She walks toward the front door through a colonnade of inky cypress. Tree to tree, a low shuddering darkness passes, and the trees shrink to shrubs. When she reaches the front door, she finds it much too small for her body. She retreats and begins to circle the building. Her eyes flicker over the graffiti gouged into its sandstone: names and accusations, the names of lovers crowding into each other.

Rounding a corner of the building, she catches an artist in the act: a little girl, braids like lengths of old rope, jaw wired shut. The girl drops her nail file to the pavement and runs. Our heroine examines what the girl had been writing. It’s another language – Letters like smashed bugs. She picks up the metal nail file. The warmth of the girl’s hand transfers to hers and, along with it, a sort of high-pitched vibration that filters through her hand like a flux of meal worms.
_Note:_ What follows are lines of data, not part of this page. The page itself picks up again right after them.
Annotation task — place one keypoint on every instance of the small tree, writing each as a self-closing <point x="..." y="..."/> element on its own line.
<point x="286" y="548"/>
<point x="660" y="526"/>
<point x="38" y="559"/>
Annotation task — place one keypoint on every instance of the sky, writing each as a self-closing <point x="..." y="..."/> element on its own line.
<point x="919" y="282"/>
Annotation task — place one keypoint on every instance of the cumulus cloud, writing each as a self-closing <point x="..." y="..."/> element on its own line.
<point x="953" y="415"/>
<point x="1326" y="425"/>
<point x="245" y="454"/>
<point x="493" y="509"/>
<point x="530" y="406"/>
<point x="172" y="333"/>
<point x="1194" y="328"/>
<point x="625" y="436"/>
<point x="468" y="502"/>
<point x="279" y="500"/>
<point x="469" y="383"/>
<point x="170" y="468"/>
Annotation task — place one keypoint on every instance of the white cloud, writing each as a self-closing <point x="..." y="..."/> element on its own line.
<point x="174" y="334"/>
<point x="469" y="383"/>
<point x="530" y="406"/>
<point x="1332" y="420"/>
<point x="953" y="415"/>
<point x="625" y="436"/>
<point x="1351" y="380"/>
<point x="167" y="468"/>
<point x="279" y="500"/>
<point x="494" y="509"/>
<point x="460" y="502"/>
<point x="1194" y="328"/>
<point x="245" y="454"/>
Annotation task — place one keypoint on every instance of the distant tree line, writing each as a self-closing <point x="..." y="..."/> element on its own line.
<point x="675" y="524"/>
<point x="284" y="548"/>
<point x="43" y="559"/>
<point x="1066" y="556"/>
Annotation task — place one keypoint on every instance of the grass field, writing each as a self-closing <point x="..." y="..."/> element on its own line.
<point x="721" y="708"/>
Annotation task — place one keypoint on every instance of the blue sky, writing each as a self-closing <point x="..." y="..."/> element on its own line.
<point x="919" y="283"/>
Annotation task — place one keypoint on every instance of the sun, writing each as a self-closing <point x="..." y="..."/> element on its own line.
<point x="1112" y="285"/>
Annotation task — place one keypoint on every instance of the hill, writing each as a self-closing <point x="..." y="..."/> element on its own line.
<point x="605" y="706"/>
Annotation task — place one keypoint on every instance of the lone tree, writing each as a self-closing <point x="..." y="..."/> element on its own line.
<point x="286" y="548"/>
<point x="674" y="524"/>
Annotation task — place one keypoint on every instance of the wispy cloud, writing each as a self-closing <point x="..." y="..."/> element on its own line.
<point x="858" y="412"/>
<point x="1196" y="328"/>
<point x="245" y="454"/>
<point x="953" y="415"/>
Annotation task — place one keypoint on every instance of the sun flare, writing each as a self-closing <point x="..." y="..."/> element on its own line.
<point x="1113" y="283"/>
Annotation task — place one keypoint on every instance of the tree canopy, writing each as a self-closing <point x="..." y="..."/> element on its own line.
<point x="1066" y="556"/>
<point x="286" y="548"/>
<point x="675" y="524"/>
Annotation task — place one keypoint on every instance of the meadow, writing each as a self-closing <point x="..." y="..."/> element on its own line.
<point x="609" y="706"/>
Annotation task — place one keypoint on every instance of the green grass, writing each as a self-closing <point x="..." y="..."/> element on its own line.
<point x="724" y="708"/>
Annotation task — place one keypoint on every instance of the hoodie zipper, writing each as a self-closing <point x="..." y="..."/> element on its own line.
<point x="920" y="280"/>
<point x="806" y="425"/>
On her second approach to the door, our heroine finds herself crowded out: Footsteps coming closer, warm bodies approaching, low laughter, whispers. Many footsteps – warm bodies parting around her an unceasing flow of bodies parting around her as they amass on the front steps. They push her backward until she has to step down one two three steps she is no longer near the door. A pale hand reaches up and presses the buzzer.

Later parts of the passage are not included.